Crianças de quatro a seis anos
     Para esta fase, o objetivo é aprofundar e ampliar o trabalho para a faixa etária de zero a três, garantindo, ainda, oportunidades para que sejam capazes de:
• reconhecer e valorizar os números, as operações numéricas, as contagens orais e as noções espaciais como ferramentas necessárias no seu cotidiano;
• comunicar idéias matemáticas, hipóteses, processos utilizados e resultados encontrados em situações-problema relativas a quantidades, espaço físico e medida, utilizando a linguagem oral e a linguagem matemática;
• ter confiança em suas próprias estratégias e na sua capacidade para lidar com situações matemáticas novas, utilizando seus conhecimentos prévios.
CONTEÚDOS
     A seleção e a organização dos conteúdos matemáticos representam um passo importante no planejamento da aprendizagem e devem considerar os conhecimentos prévios e as possibilidades cognitivas das crianças para ampliá-los. Para tanto, deve-se levar em conta que:
• aprender matemática é um processo contínuo de abstração no qual as crianças atribuem significados e estabelecem relações com base nas observações, experiências e ações que fazem, desde cedo, sobre elementos do seu ambiente físico e sociocultural;
• a construção de competências matemáticas pela criança ocorre simultaneamente ao desenvolvimento de inúmeras outras de naturezas diferentes e igualmente importantes, tais como comunicar-se oralmente, desenhar, ler, escrever, movimentar-se, cantar etc.

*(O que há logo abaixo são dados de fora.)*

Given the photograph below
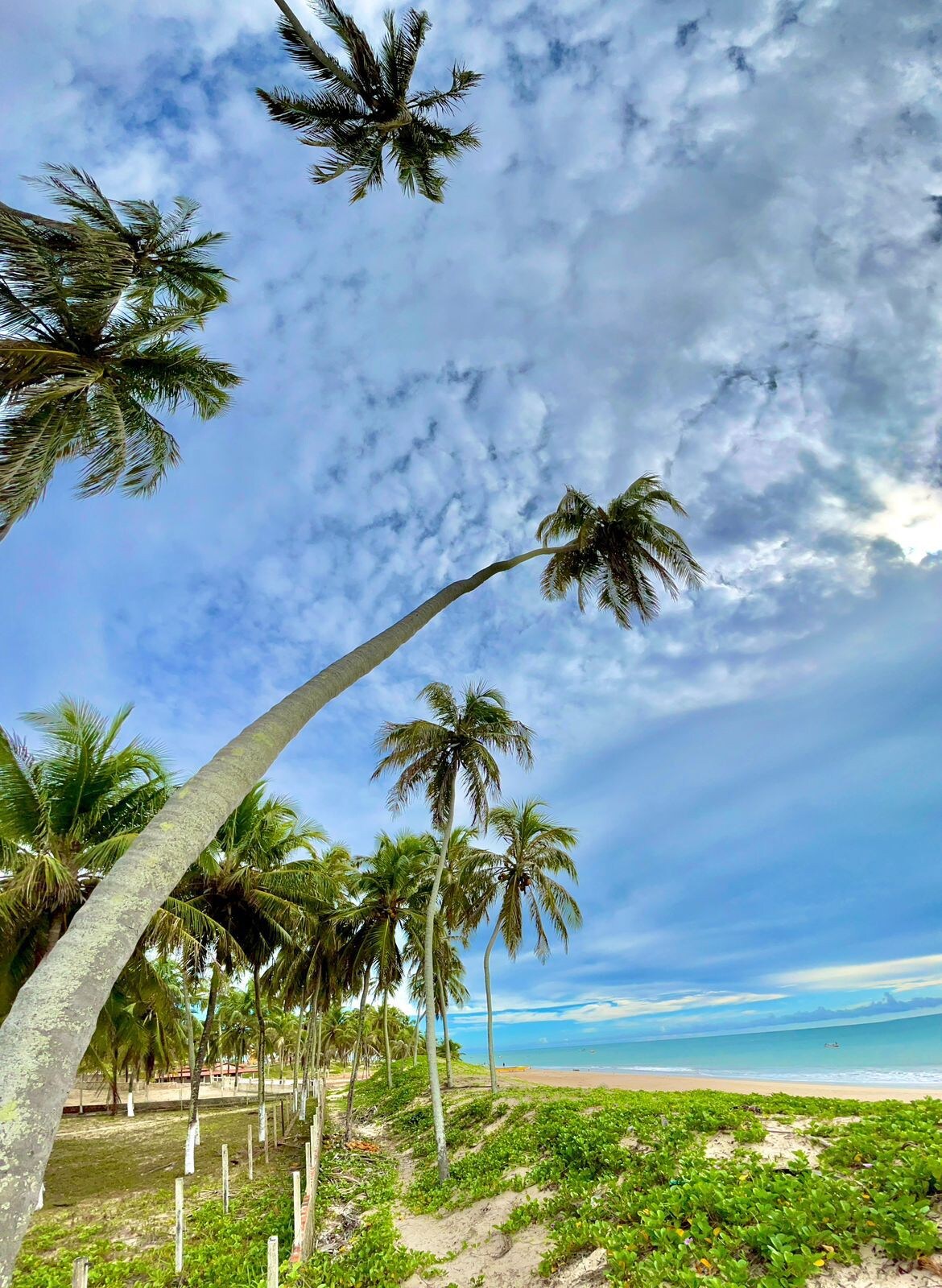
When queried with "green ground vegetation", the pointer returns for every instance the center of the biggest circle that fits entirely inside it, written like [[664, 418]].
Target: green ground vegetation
[[628, 1172]]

Crianças de zero a três anos
• Utilização da contagem oral, de noções de quantidade, de tempo e de espaço em jogos, brincadeiras e músicas junto com o professor e nos diversos contextos nos quais as crianças reconheçam essa utilização como necessária.

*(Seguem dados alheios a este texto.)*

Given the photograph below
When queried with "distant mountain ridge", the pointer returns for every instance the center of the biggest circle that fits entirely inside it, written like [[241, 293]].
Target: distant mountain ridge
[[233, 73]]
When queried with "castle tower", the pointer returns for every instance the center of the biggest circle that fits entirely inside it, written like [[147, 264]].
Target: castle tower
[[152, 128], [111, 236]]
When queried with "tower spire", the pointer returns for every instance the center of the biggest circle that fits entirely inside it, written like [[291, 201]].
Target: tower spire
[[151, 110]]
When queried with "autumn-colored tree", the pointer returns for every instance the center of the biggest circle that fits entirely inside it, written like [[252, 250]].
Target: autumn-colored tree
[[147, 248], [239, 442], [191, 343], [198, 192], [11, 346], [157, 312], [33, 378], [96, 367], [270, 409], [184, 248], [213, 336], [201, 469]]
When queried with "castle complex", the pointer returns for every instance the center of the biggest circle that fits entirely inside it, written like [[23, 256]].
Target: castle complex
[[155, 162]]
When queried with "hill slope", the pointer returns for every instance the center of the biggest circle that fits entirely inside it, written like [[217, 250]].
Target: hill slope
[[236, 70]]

• Manipulação e exploração de objetos e brinquedos, em situações organizadas de forma a existirem quantidades individuais suficientes para que cada criança possa descobrir as características e propriedades principais e suas possibilidades associativas: empilhar, rolar, transvasar, encaixar etc.
Crianças de quatro a seis anos
     Nesta faixa etária aprofundam-se os conteúdos indicados para as crianças de zero a três anos, dando-se crescente atenção à construção de conceitos e procedimentos especificamente matemáticos.
     NÚMEROS E SISTEMA DE NUMERAÇÃO
     Este bloco de conteúdos envolve contagem, notação e escrita numéricas e as operações matemáticas.
• Utilização da contagem oral nas brincadeiras e em situações nas quais as crianças reconheçam sua necessidade.
• Utilização de noções simples de cálculo mental como ferramenta para resolver problemas.
• Comunicação de quantidades, utilizando a linguagem oral, a notação numérica e/ou registros não convencionais.
• Identificação da posição de um objeto ou número numa série, explicitando a noção de sucessor e antecessor.
• Identificação de números nos diferentes contextos em que se encontram.
• Comparação de escritas numéricas, identificando algumas regularidades
     GRANDEZAS E MEDIDAS
• Exploração de diferentes procedimentos para comparar grandezas.
• Introdução às noções de medida de comprimento, peso, volume e tempo, pela utilização de unidades convencionais e não convencionais.
• Marcação do tempo por meio de calendários.
• Experiências com dinheiro em brincadeiras ou em situações de interesse das crianças.
     ESPAÇO E FORMA
• Explicitação e/ou representação da posição de pessoas e objetos, utilizando vocabulário pertinente nos jogos, nas brincadeiras e nas diversas situações nas quais as crianças considerarem necessário essa ação.
• Exploração e identificação de propriedades geométricas de objetos e figuras, como formas, tipos de contornos, bidimensionalidade, tridimensionalidade, faces planas, lados retos etc.
• Representações bidimensionais e tridimensionais de objetos.
• Identificação de pontos de referência para situar-se e deslocar-se no espaço.
• Descrição e representação de pequenos percursos e trajetos, observando pontos de referência.
 

     Às noções matemáticas abordadas na educação infantil correspondem uma variedade de brincadeiras e jogos, principalmente aqueles classificados como de construção e de regras.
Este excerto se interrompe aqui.